Why don’t they want history taught right? A response to a History Commentary on Education Week

Cartoon - Why Study HistorySometimes it isn’t about whether someone is right or wrong.

Sometimes you’re just in the wrong conversation altogether.

That’s the vibe I got as I read a recent article in Education Week about how history is taught.   Even though the arguments in the piece are largely plausible and totally defensible,  I got a sense that the debate was altogether needless: the blame is completely misplaced, and the wrong questions are asked.

The article, by volunteer tutor and grant writer Vicky Schippers, stands as a polemic that history shouldn’t be taught as “a litany of disconnected names, dates, and events to be memorized before an exam.”  Rather, teachers should take her example and make history connect with students.

As a tutor, she has the rarefied opportunity to work one-on-one with a student, in her case a 20-year old named Tony with a four-year-old son.  She uses Tony’s situation, his fears, and his worries as a struggling young parent looking for work to connect with American government, the development of American democracy, the need for taxes, tariffs, and especially the abortion debate, which troubled this young father.

Schippers ends by stating that:

“History is not boring. More important, it is relevant to the lives of every student, but none more than our most disadvantaged. Rather than teaching it as a series of eye-glazing events, it should be presented in a way that affords students the opportunity to delve in; question; and, above all, see in history’s unfolding, how we, the people, have traveled from there to here; and how that journey is relevant to all of us.”

To regular readers of the Neighborhood, this isn’t Earth-shattering.

A slew of comments followed, mostly from history teachers sneering at Schippers’ lack of “real” classroom experience, her rosy-glassed view of history education, her complete lack of understanding of the realities of teaching in the secondary classroom.

I’ve got to be honest.  Both sides are kind of full of shit.

The slew of educators slamming this poor woman are rightfully swamped, but they shouldn’t crucify her simply for stating what all of us history guys already know—that the parade of names and dates is a better  anesthetic than chloroform.

Then again, Schippers really should’ve taken a look around.

If she really took a hard look at how history teachers, good history teachers, are plying their craft today, she would notice that nary a one bothers with textbooks, outlines of dates, events, names of old white men, etc.

We already know how history should be taught.  We’ve been trying to do it for years now, and anyone who hasn’t realized it is either past saving or a complete ignoramus.

The question to ask isn’t “How is history taught?”

The real question is “Why does the education establishment not give a shit about how history should be taught?”

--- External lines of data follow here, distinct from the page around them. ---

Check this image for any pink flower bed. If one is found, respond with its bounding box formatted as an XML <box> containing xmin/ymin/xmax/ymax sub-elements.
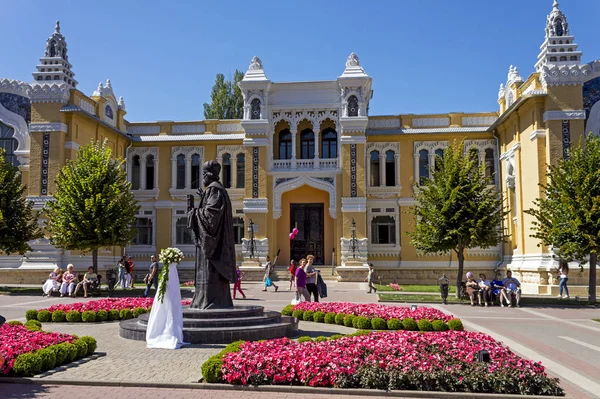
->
<box><xmin>221</xmin><ymin>331</ymin><xmax>562</xmax><ymax>395</ymax></box>
<box><xmin>0</xmin><ymin>324</ymin><xmax>75</xmax><ymax>374</ymax></box>
<box><xmin>293</xmin><ymin>302</ymin><xmax>452</xmax><ymax>322</ymax></box>
<box><xmin>39</xmin><ymin>297</ymin><xmax>191</xmax><ymax>313</ymax></box>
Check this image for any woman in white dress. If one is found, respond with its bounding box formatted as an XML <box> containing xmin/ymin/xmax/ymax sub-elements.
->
<box><xmin>146</xmin><ymin>264</ymin><xmax>185</xmax><ymax>349</ymax></box>
<box><xmin>42</xmin><ymin>267</ymin><xmax>60</xmax><ymax>296</ymax></box>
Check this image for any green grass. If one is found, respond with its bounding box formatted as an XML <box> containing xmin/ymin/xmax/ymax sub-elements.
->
<box><xmin>375</xmin><ymin>284</ymin><xmax>456</xmax><ymax>294</ymax></box>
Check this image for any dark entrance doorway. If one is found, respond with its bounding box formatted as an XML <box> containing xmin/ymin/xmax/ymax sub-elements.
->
<box><xmin>290</xmin><ymin>204</ymin><xmax>325</xmax><ymax>265</ymax></box>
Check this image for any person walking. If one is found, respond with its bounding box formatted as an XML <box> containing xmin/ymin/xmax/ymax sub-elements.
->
<box><xmin>304</xmin><ymin>255</ymin><xmax>319</xmax><ymax>302</ymax></box>
<box><xmin>365</xmin><ymin>263</ymin><xmax>377</xmax><ymax>294</ymax></box>
<box><xmin>557</xmin><ymin>261</ymin><xmax>569</xmax><ymax>298</ymax></box>
<box><xmin>233</xmin><ymin>265</ymin><xmax>246</xmax><ymax>299</ymax></box>
<box><xmin>144</xmin><ymin>255</ymin><xmax>158</xmax><ymax>298</ymax></box>
<box><xmin>263</xmin><ymin>255</ymin><xmax>279</xmax><ymax>292</ymax></box>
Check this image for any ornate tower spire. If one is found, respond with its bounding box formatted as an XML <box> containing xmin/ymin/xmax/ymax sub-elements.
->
<box><xmin>535</xmin><ymin>0</ymin><xmax>582</xmax><ymax>72</ymax></box>
<box><xmin>33</xmin><ymin>21</ymin><xmax>77</xmax><ymax>87</ymax></box>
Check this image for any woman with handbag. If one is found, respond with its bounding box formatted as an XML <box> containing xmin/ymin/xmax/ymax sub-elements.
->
<box><xmin>263</xmin><ymin>255</ymin><xmax>279</xmax><ymax>292</ymax></box>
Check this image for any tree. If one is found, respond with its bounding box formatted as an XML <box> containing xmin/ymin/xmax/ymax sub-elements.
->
<box><xmin>204</xmin><ymin>69</ymin><xmax>244</xmax><ymax>119</ymax></box>
<box><xmin>525</xmin><ymin>136</ymin><xmax>600</xmax><ymax>303</ymax></box>
<box><xmin>407</xmin><ymin>141</ymin><xmax>508</xmax><ymax>296</ymax></box>
<box><xmin>0</xmin><ymin>148</ymin><xmax>42</xmax><ymax>255</ymax></box>
<box><xmin>46</xmin><ymin>141</ymin><xmax>140</xmax><ymax>271</ymax></box>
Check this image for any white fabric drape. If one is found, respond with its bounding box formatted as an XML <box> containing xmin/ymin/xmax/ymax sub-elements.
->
<box><xmin>146</xmin><ymin>265</ymin><xmax>184</xmax><ymax>349</ymax></box>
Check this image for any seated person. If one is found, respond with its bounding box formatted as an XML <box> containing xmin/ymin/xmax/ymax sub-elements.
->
<box><xmin>60</xmin><ymin>264</ymin><xmax>77</xmax><ymax>297</ymax></box>
<box><xmin>466</xmin><ymin>272</ymin><xmax>481</xmax><ymax>306</ymax></box>
<box><xmin>502</xmin><ymin>270</ymin><xmax>521</xmax><ymax>308</ymax></box>
<box><xmin>478</xmin><ymin>273</ymin><xmax>494</xmax><ymax>307</ymax></box>
<box><xmin>42</xmin><ymin>267</ymin><xmax>60</xmax><ymax>296</ymax></box>
<box><xmin>73</xmin><ymin>266</ymin><xmax>98</xmax><ymax>298</ymax></box>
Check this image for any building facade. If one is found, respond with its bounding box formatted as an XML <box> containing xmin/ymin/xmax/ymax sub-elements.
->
<box><xmin>0</xmin><ymin>1</ymin><xmax>600</xmax><ymax>294</ymax></box>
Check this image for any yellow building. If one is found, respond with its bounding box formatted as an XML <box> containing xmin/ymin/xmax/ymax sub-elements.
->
<box><xmin>0</xmin><ymin>2</ymin><xmax>600</xmax><ymax>294</ymax></box>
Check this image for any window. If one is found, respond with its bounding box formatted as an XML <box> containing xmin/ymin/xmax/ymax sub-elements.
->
<box><xmin>250</xmin><ymin>98</ymin><xmax>260</xmax><ymax>119</ymax></box>
<box><xmin>321</xmin><ymin>128</ymin><xmax>337</xmax><ymax>159</ymax></box>
<box><xmin>419</xmin><ymin>150</ymin><xmax>429</xmax><ymax>184</ymax></box>
<box><xmin>131</xmin><ymin>155</ymin><xmax>140</xmax><ymax>190</ymax></box>
<box><xmin>146</xmin><ymin>154</ymin><xmax>155</xmax><ymax>190</ymax></box>
<box><xmin>385</xmin><ymin>150</ymin><xmax>396</xmax><ymax>187</ymax></box>
<box><xmin>300</xmin><ymin>129</ymin><xmax>315</xmax><ymax>159</ymax></box>
<box><xmin>175</xmin><ymin>217</ymin><xmax>194</xmax><ymax>245</ymax></box>
<box><xmin>133</xmin><ymin>218</ymin><xmax>153</xmax><ymax>245</ymax></box>
<box><xmin>0</xmin><ymin>122</ymin><xmax>19</xmax><ymax>166</ymax></box>
<box><xmin>177</xmin><ymin>154</ymin><xmax>185</xmax><ymax>190</ymax></box>
<box><xmin>235</xmin><ymin>154</ymin><xmax>246</xmax><ymax>188</ymax></box>
<box><xmin>222</xmin><ymin>154</ymin><xmax>231</xmax><ymax>188</ymax></box>
<box><xmin>192</xmin><ymin>154</ymin><xmax>201</xmax><ymax>189</ymax></box>
<box><xmin>370</xmin><ymin>151</ymin><xmax>381</xmax><ymax>187</ymax></box>
<box><xmin>348</xmin><ymin>95</ymin><xmax>358</xmax><ymax>116</ymax></box>
<box><xmin>485</xmin><ymin>148</ymin><xmax>496</xmax><ymax>184</ymax></box>
<box><xmin>279</xmin><ymin>129</ymin><xmax>292</xmax><ymax>159</ymax></box>
<box><xmin>371</xmin><ymin>216</ymin><xmax>396</xmax><ymax>244</ymax></box>
<box><xmin>233</xmin><ymin>217</ymin><xmax>244</xmax><ymax>244</ymax></box>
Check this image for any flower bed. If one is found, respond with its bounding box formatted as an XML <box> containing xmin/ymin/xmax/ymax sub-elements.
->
<box><xmin>218</xmin><ymin>331</ymin><xmax>564</xmax><ymax>395</ymax></box>
<box><xmin>25</xmin><ymin>297</ymin><xmax>191</xmax><ymax>322</ymax></box>
<box><xmin>0</xmin><ymin>323</ymin><xmax>96</xmax><ymax>376</ymax></box>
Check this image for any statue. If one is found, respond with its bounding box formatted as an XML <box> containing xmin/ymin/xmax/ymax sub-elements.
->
<box><xmin>188</xmin><ymin>161</ymin><xmax>237</xmax><ymax>309</ymax></box>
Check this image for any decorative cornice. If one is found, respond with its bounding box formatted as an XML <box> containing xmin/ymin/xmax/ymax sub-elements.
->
<box><xmin>544</xmin><ymin>110</ymin><xmax>585</xmax><ymax>122</ymax></box>
<box><xmin>29</xmin><ymin>122</ymin><xmax>67</xmax><ymax>133</ymax></box>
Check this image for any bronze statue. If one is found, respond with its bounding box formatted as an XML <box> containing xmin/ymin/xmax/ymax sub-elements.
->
<box><xmin>188</xmin><ymin>161</ymin><xmax>237</xmax><ymax>309</ymax></box>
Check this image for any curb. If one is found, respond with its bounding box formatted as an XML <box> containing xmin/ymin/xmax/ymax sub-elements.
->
<box><xmin>0</xmin><ymin>377</ymin><xmax>572</xmax><ymax>399</ymax></box>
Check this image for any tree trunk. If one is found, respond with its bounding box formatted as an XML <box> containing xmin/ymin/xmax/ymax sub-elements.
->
<box><xmin>92</xmin><ymin>248</ymin><xmax>98</xmax><ymax>274</ymax></box>
<box><xmin>456</xmin><ymin>246</ymin><xmax>465</xmax><ymax>298</ymax></box>
<box><xmin>588</xmin><ymin>252</ymin><xmax>598</xmax><ymax>303</ymax></box>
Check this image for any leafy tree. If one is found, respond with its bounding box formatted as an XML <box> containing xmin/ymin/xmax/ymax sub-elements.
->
<box><xmin>0</xmin><ymin>148</ymin><xmax>42</xmax><ymax>255</ymax></box>
<box><xmin>204</xmin><ymin>69</ymin><xmax>244</xmax><ymax>119</ymax></box>
<box><xmin>525</xmin><ymin>136</ymin><xmax>600</xmax><ymax>303</ymax></box>
<box><xmin>46</xmin><ymin>141</ymin><xmax>139</xmax><ymax>271</ymax></box>
<box><xmin>407</xmin><ymin>141</ymin><xmax>508</xmax><ymax>296</ymax></box>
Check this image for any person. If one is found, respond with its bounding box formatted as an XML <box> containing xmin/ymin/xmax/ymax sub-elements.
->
<box><xmin>365</xmin><ymin>263</ymin><xmax>377</xmax><ymax>294</ymax></box>
<box><xmin>146</xmin><ymin>256</ymin><xmax>185</xmax><ymax>349</ymax></box>
<box><xmin>42</xmin><ymin>267</ymin><xmax>60</xmax><ymax>296</ymax></box>
<box><xmin>556</xmin><ymin>262</ymin><xmax>569</xmax><ymax>298</ymax></box>
<box><xmin>304</xmin><ymin>255</ymin><xmax>319</xmax><ymax>302</ymax></box>
<box><xmin>288</xmin><ymin>259</ymin><xmax>298</xmax><ymax>291</ymax></box>
<box><xmin>73</xmin><ymin>266</ymin><xmax>98</xmax><ymax>298</ymax></box>
<box><xmin>296</xmin><ymin>259</ymin><xmax>310</xmax><ymax>302</ymax></box>
<box><xmin>466</xmin><ymin>272</ymin><xmax>481</xmax><ymax>306</ymax></box>
<box><xmin>144</xmin><ymin>255</ymin><xmax>158</xmax><ymax>298</ymax></box>
<box><xmin>263</xmin><ymin>255</ymin><xmax>279</xmax><ymax>292</ymax></box>
<box><xmin>233</xmin><ymin>265</ymin><xmax>246</xmax><ymax>299</ymax></box>
<box><xmin>502</xmin><ymin>270</ymin><xmax>521</xmax><ymax>308</ymax></box>
<box><xmin>478</xmin><ymin>273</ymin><xmax>493</xmax><ymax>307</ymax></box>
<box><xmin>60</xmin><ymin>264</ymin><xmax>77</xmax><ymax>297</ymax></box>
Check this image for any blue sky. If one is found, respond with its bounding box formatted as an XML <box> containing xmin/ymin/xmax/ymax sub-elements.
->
<box><xmin>0</xmin><ymin>0</ymin><xmax>600</xmax><ymax>121</ymax></box>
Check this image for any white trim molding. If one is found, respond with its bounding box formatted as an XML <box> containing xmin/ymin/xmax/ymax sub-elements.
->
<box><xmin>544</xmin><ymin>109</ymin><xmax>585</xmax><ymax>122</ymax></box>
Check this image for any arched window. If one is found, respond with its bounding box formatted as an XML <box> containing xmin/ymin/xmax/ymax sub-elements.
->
<box><xmin>385</xmin><ymin>150</ymin><xmax>396</xmax><ymax>187</ymax></box>
<box><xmin>250</xmin><ymin>98</ymin><xmax>260</xmax><ymax>119</ymax></box>
<box><xmin>235</xmin><ymin>153</ymin><xmax>246</xmax><ymax>188</ymax></box>
<box><xmin>192</xmin><ymin>154</ymin><xmax>202</xmax><ymax>189</ymax></box>
<box><xmin>300</xmin><ymin>129</ymin><xmax>315</xmax><ymax>159</ymax></box>
<box><xmin>348</xmin><ymin>95</ymin><xmax>358</xmax><ymax>116</ymax></box>
<box><xmin>485</xmin><ymin>148</ymin><xmax>496</xmax><ymax>184</ymax></box>
<box><xmin>370</xmin><ymin>151</ymin><xmax>381</xmax><ymax>187</ymax></box>
<box><xmin>177</xmin><ymin>154</ymin><xmax>185</xmax><ymax>190</ymax></box>
<box><xmin>131</xmin><ymin>155</ymin><xmax>140</xmax><ymax>190</ymax></box>
<box><xmin>0</xmin><ymin>122</ymin><xmax>19</xmax><ymax>166</ymax></box>
<box><xmin>419</xmin><ymin>150</ymin><xmax>429</xmax><ymax>184</ymax></box>
<box><xmin>321</xmin><ymin>128</ymin><xmax>337</xmax><ymax>159</ymax></box>
<box><xmin>279</xmin><ymin>129</ymin><xmax>292</xmax><ymax>159</ymax></box>
<box><xmin>222</xmin><ymin>154</ymin><xmax>231</xmax><ymax>188</ymax></box>
<box><xmin>146</xmin><ymin>154</ymin><xmax>156</xmax><ymax>190</ymax></box>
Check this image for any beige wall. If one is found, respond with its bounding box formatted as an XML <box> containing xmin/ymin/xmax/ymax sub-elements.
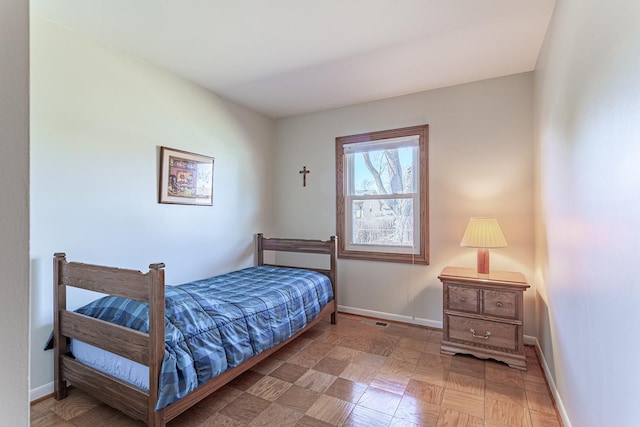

History teachers, often in isolation or in small groups, have been reinventing history education for a while now.  Our classrooms are our laboratories, where lessons, units, projects and assessments are tested, re-tested, evaluated, and celebrated—often to the bewilderment of administrators perplexed at how learning how to think critically could ever get those state test scores up.

The powers that be, the education policy idiots and the talking heads in charge of education administration in this country, were never too swift on the uptake.

Programs that can really reach out and spread our skills and knowledge are first on the chopping block.  Anything related to social studies, especially history, is shoved way to the back burner   History is often forced to “integrate” into other subjects where the content and ideas are buried in reading skills and long division.

We know how the past should be taught.  Why not share the secret so that everyone can teach history the right way?

Schippers herself addressed this in a rebuttal comment on the Education Week site.  Obviously not wanting to shit on veteran teachers, she realized the limitations of the classroom and that “You all do what you must do to get your kids through their coursework. It’s up to education policy makers to make the changes that will allow you to teach history differently.”

Knowing how those policy makers think and operate, I doubt any change is coming soon.  Their conversations will never involve history in a serious way.   They see it as a means to an end—an end that can be charted and graphed.

Again, the wrong conversation is going on…and I’m skeptical about any chance of change.

So…we better teach history the best way we can, as long as we can.